The presence of unidentified MYC partner chromosomes led us to investigate possible partner chromosomes using an alternative technique. We had previously used a DNA capture technique followed by massively parallel sequencing to identify the translocation partner chromosomes to the IGH/K/L loci.[18] In this assay we had also captured a region surrounding MYC and set out to identify potential partner chromosomes. A region of ∼2 Mb was tiled around the MYC locus using RNA baits and used to capture DNA and associated translocations in this region.

We assayed 104 presentation myeloma samples for the presence of MYC translocations using the capture assay followed by massively parallel sequencing. The samples consisted of 55 samples from the Myeloma IX trial and an additional 49 samples from the UK Myeloma XI trial, for which FISH results are not available. The samples were categorized according to IGH translocation using a combination of FISH,[15, 21] gene expression[22] and targeted capture of the IGH locus[18] and consisted of a variety of samples with IGH translocations and 8q24 rearrangements as shown in Table 2; Supplementary Table 1. Only three samples analyzed by the capture technique had a split MYC locus, as determined by FISH or karyotyping. In these samples the translocation was detected using the capture and was found to be the IGH locus in one sample (673; verifying the FISH result) and in the other two samples (29 and 1310) was found to be chromosome 6 (also seen by karyotyping in one sample).

Table 2

Incidence of 8q24 breakpoints in sequence-capture samples

Translocation	Assayed (%)	With 8q24 breakpoint (% of group)	P-value
t(4;14)	13(12.5)	0(0)	0.031
t(6;14)	8(7.7)	1(12.5)	NS
t(11;14)	28(26.9)	5(17.8)	NS
t(14;16)	17(16.3)	11(64.7)	<0.001
t(14;20)	6(5.8)	1(16.6)	NS
HRD	31(29.8)	3(9.6)	0.037
Othera	1(0.9)	1(100)	NS
Total	104	21

Abbreviations: HRD, hyperdiploidy; NS, not significant.

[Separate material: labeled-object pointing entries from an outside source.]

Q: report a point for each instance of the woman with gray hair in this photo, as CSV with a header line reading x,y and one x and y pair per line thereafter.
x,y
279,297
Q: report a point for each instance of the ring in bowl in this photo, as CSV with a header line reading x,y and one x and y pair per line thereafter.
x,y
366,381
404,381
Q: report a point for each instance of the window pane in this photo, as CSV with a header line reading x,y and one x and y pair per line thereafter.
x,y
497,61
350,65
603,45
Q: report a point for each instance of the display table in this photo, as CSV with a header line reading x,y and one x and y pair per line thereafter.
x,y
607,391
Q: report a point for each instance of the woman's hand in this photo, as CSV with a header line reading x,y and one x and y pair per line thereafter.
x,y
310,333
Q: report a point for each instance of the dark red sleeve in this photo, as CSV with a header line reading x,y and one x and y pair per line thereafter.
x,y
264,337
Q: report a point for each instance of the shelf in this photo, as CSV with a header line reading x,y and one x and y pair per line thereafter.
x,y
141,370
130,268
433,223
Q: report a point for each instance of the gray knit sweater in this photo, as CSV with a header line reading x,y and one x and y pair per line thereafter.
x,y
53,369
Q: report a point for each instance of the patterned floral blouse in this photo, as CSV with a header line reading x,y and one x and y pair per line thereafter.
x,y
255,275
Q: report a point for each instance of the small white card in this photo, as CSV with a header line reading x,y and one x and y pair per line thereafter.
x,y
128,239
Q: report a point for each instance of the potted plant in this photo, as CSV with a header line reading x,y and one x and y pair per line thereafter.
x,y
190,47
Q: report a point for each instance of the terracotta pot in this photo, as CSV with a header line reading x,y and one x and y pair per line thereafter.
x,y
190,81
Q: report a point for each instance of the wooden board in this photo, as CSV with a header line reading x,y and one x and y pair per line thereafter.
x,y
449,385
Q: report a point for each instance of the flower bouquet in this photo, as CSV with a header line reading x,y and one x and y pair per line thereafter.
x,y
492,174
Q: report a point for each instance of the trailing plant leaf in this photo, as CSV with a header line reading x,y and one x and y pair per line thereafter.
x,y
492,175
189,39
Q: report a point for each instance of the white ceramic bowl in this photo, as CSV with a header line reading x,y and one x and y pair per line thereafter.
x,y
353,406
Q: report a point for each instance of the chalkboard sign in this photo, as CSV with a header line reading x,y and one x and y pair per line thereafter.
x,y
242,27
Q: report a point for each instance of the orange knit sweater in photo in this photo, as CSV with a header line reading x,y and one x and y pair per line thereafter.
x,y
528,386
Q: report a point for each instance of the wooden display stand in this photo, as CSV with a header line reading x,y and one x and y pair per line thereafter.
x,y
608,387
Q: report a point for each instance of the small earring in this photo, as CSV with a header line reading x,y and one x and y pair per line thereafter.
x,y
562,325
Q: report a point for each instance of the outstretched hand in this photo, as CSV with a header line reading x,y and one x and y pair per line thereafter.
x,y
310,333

This sample has a secondary t(7;14).

Breakpoints were identified and mapped in 21 samples and are shown in Figure 1. We identified breakpoints in 10 samples where either FISH or karyotyping failed to identify a translocation, as well as three samples where FISH did identify a translocation and also eight samples for which no FISH data were available. Interestingly, there was an enrichment for t(14;16) and a depletion of t(4;14) and hyperdiploidy associated with an 8q24 breakpoint, Table 2, which was not seen with FISH alone.

Figure 1

MYC locus breakpoints in myeloma. The locations of breakpoints are indicated by vertical lines corresponding in color to whether the partner chromosome belongs to an Ig loci (IGH@, IGK@ or IGL@; red) or a non-Ig locus (black). The genes and orientation are indicated according to their genomic location on chromosome 8. Arcs indicate the positions of two breakpoints found in one sample.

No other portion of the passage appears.